Dans le document Ontologies du risque (Page 90-95)

Puisqu'il est question du caractère indésirable d'une manifestation pour un agent, les désirs de cet agent sont le type d'état subjectif que je vais analyser. En effet, si un agent désire quelque chose, ce qui est désiré par cet agent est probablement désirable pour cet agent. Le désir d'un agent pour quelque chose serait donc une condition suffisante pour que cette chose soit désirable pour cet agent. Ce que signifie l'énoncé « X désire que p », où X est un agent et p est une proposition qui décrit un état de choses, doit cependant être clarifié pour maintenir cette position.

Les désirs sont des entités mentales que l'on retrouve notamment en psychologie. Dans le modèle standard en psychologie, l'action d'un agent est expliquée par les raisons qu'a cet agent d'agir de cette manière ; les raisons en question sont les désirs et les croyances de cet agent (Hausman, 2011, 113). Ce modèle trouve des appuis en philosophie chez Davidson (1963), selon qui la cause d'une action d'un agent est une raison. Dans le modèle standard en psychologie, les désirs et les croyances sont des attitudes propositionnelles. Ainsi, les désirs et les croyances d'un agent sont exprimés par des énoncés tels que « X désire que p » et « X croit que p », où X est cet agent et p est une proposition. L'action q d'un agent, dans ce modèle, est expliquée par la conjonction de son désir que p et la croyance que q est un moyen efficace pour que p se manifeste.

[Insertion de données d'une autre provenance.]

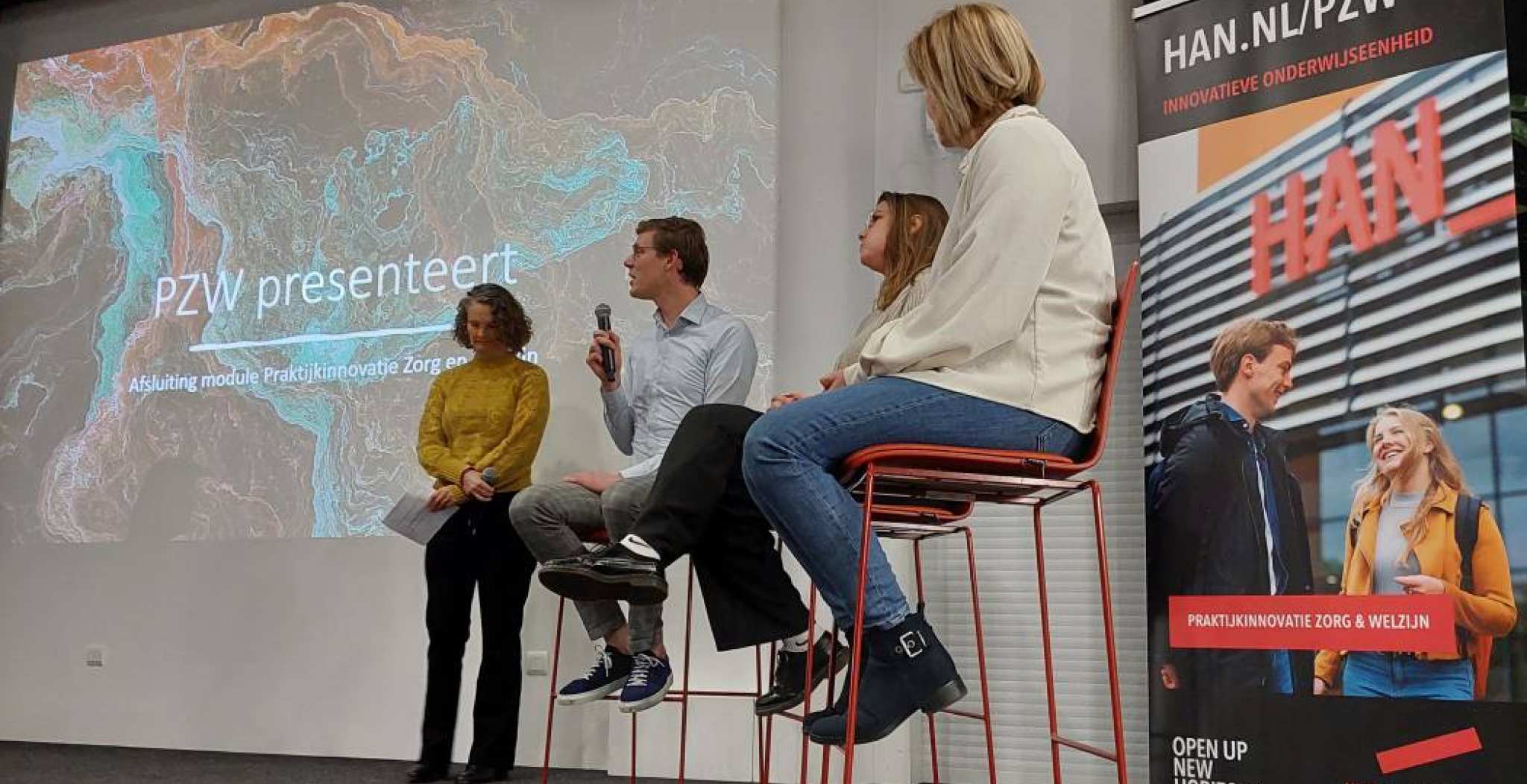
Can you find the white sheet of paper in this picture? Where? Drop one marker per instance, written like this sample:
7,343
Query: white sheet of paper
412,519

Dans le cas d'un désir, la proposition p décrit un état de choses (Schroeder, 2017, 17). Certains philosophes en concluent que les désirs sont toujours des désirs pour des états de choses. Cependant, les propositions qui expriment le désir d'un agent laissent parfois entendre que c'est un objet plutôt

qu'un état de choses qui est désiré par cet agent, par exemple dans l'énoncé « Nora désire du thé ». La distinction entre objet et état de choses est ici importante. En effet, un état de choses et la représentation d'un état de choses sont des entités plus complexes qu'un objet et la représentation d'un objet. Un objet est une seule entité, tandis qu'un état de choses est un ensemble d'entités liées par différentes relations.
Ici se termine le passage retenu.